Anomalias misteriosas nas profundezas de nosso planeta podem ter persistido desde a criação da Terra

(Bernt Ove Moss / EyeEm / Getty Images)

Sobras químicas dos primeiros dias do nosso planeta ainda podem estar presentes perto do núcleo da Terra, de acordo com novas pesquisas, e a descoberta pode melhorar nossa compreensão dos fenômenos das placas tectônicas que acontecem hoje.

A equipe por trás do estudo compara essas sobras a torrões de farinha no fundo de uma tigela de massa – elementos que não foram devidamente misturados ao longo de bilhões de anos, que aparecem como anomalias nas leituras das ondas sísmicas.

Sabemos que as ondas sísmicas se arrastam perto do centro da Terra, passando pelo que são conhecidas como zonas de velocidade ultrabaixa (ULVZs). A grande questão é do que essas zonas são feitas – e os cientistas agora acham que podem ter encontrado a resposta.

“Essa descoberta muda nossa visão sobre a origem e a dinâmica das zonas de velocidade ultrabaixa”, disse a sismóloga Surya Pachhai, da Australian National University.

“Descobrimos que esse tipo de zona de velocidade ultrabaixa pode ser explicada por heterogeneidades químicas criadas no início da história da Terra e que ainda não estão bem misturadas após 4,5 bilhões de anos de convecção do manto.”

A forma como as ondas sísmicas ecoam pelo manto e pela crosta terrestre nos dão pistas sobre sua composição, mas medir cerca de 2.900 quilômetros ou 1.800 milhas de rocha não é fácil. Para resolver isso, os cientistas usaram uma abordagem de engenharia reversa, executando centenas de milhares de simulações de computador, usando um processo conhecido como inversão bayesiana.

Ao comparar esses modelos com leituras reais tiradas do fundo do Mar de Coral entre a Austrália e a Nova Zelândia, a equipe foi capaz de restringir as possibilidades do que os ULVZs logo acima do núcleo externo de metal líquido poderiam ser feitos.

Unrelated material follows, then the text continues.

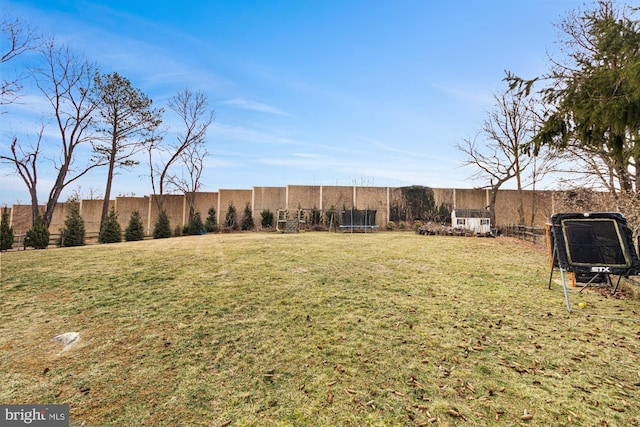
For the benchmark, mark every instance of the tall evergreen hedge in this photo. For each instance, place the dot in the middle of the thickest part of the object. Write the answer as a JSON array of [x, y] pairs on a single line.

Os pesquisadores sugerem que os ULVZs podem ser parcialmente feitos de óxido de ferro – nós o conhecemos como ferrugem, mas ele age como um metal nas profundezas do manto. Também agora parece provável que esta seção de nosso planeta seja composta de várias subcamadas, algo que não havia sido suspeitado para essas zonas antes.

Essa estratificação pode muito bem ter sido causada por um objeto planetário do tamanho de Marte colidindo com a Terra primitiva. Acredita-se que o evento tenha jogado os destroços que formaram a Lua e também é provável que tenha criado um oceano de magma, feito de rochas, gases e cristais, que poderia ter afundado até sua posição atual ao longo de bilhões de anos.

“As propriedades físicas das zonas de velocidade ultrabaixa estão ligadas à sua origem, que por sua vez fornece informações importantes sobre o estado térmico e químico, a evolução e a dinâmica do manto inferior da Terra – uma parte essencial da convecção do manto que impulsiona as placas tectônicas”, diz Pachhai.

As ondas sísmicas são conhecidas por desacelerar até a metade em ULVZs, com a densidade correspondente aumentando em um terço. Foi sugerido que essas são áreas parcialmente fundidas do manto, fornecendo magma para pontos quentes vulcânicos na superfície (como a Islândia).

No entanto, nem todas as zonas de alta densidade correspondem a locais de atividade vulcânica frequente, o que sugere que algo mais está acontecendo. Isso inspirou a equipe de pesquisa a olhar mais de perto – revelando as surpreendentes camadas que compõem esses ULVZs, com a ajuda da modelagem computacional.

O manto e os ULVZs na parte inferior dele podem conduzir o movimento das placas tectônicas perto da superfície, o que significa que a nova pesquisa não apenas nos ensina mais sobre o nascimento da Terra, mas também sobre como ela se comporta hoje.

“De todas as características que conhecemos no manto profundo, as zonas de velocidade ultrabaixa representam o que é provavelmente o mais extremo”, disse o geólogo Michael Thorne da Universidade de Utah.

“Na verdade, essas são algumas das características mais extremas encontradas em qualquer lugar do planeta.”